Kreis Düren: Vater Rhein soll Löcher füllen

Kreis Düren : Vater Rhein soll Löcher füllen

Ein von der Stadt Düren in Auftrag gegebenes Gutachten, das die klassische Rekultivierung des Restlochs vom Tagebau Inden dem nun gewünschten See gegenüberstellt, hat beim Kreis Düren Irritationen ausgelöst.

Landrat Wolfgang Spelthahn sagte, man sei von der abweichenden Stellungnahme der Stadt überrascht. Ihm sei nicht an einer streitigen Diskussion gelegen, vielmehr wolle er die Ausgangslage beleuchten. Und die sieht so aus: 1600 Hektar Tagebau, die bisher nicht für eine andere Verwendung zur Verfügung standen, gilt es künftig zu nutzen.

Den Einwand, mit der See-Variante treffe man eine unumkehrbare Entscheidung, lässt Spelthahn nicht gelten. Dies sei auch bei einer Verfüllung mit Erde der Fall.

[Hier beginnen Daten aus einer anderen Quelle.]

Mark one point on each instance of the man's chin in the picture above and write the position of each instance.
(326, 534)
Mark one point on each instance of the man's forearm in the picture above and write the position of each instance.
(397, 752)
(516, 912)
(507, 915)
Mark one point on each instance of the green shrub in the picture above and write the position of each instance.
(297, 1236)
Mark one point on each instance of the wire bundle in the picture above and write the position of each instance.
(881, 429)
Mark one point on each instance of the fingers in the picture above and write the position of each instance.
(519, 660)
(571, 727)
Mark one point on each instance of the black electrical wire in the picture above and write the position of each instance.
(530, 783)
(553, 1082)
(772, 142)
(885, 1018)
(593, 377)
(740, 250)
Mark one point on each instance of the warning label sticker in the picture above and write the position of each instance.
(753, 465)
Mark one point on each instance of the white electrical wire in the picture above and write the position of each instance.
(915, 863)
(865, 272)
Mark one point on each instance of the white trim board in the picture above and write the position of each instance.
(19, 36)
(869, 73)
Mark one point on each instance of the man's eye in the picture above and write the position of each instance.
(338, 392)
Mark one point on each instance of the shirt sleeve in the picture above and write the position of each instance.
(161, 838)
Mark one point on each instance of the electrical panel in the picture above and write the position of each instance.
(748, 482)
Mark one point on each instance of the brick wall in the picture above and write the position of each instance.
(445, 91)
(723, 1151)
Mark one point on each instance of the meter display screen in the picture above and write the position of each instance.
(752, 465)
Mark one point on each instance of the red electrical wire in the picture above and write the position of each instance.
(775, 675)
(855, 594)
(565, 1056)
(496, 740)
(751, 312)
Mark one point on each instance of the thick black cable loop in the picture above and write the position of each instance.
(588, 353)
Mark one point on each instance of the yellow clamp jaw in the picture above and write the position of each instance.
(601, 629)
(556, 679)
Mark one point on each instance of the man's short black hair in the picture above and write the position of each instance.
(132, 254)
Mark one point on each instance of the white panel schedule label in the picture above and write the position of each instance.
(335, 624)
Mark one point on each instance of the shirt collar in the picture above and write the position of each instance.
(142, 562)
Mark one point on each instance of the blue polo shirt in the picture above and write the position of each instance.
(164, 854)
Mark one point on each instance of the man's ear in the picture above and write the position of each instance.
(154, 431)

Der Landrat verteidigt seine Ansicht, dass ein 1100 Hektar großer See für den Kreis und die Region „die attraktivere Perspektive” darstelle. Der Blick auf 1600 Hektar Ackerfläche sei „auch nicht eben prickelnd”. Und: Bei Verfüllung mit Abraum aus Hambach würde eine etwa 60 Meter breite Förderband-Trasse den Kreis Düren auf viele Jahre hinaus zerschneiden.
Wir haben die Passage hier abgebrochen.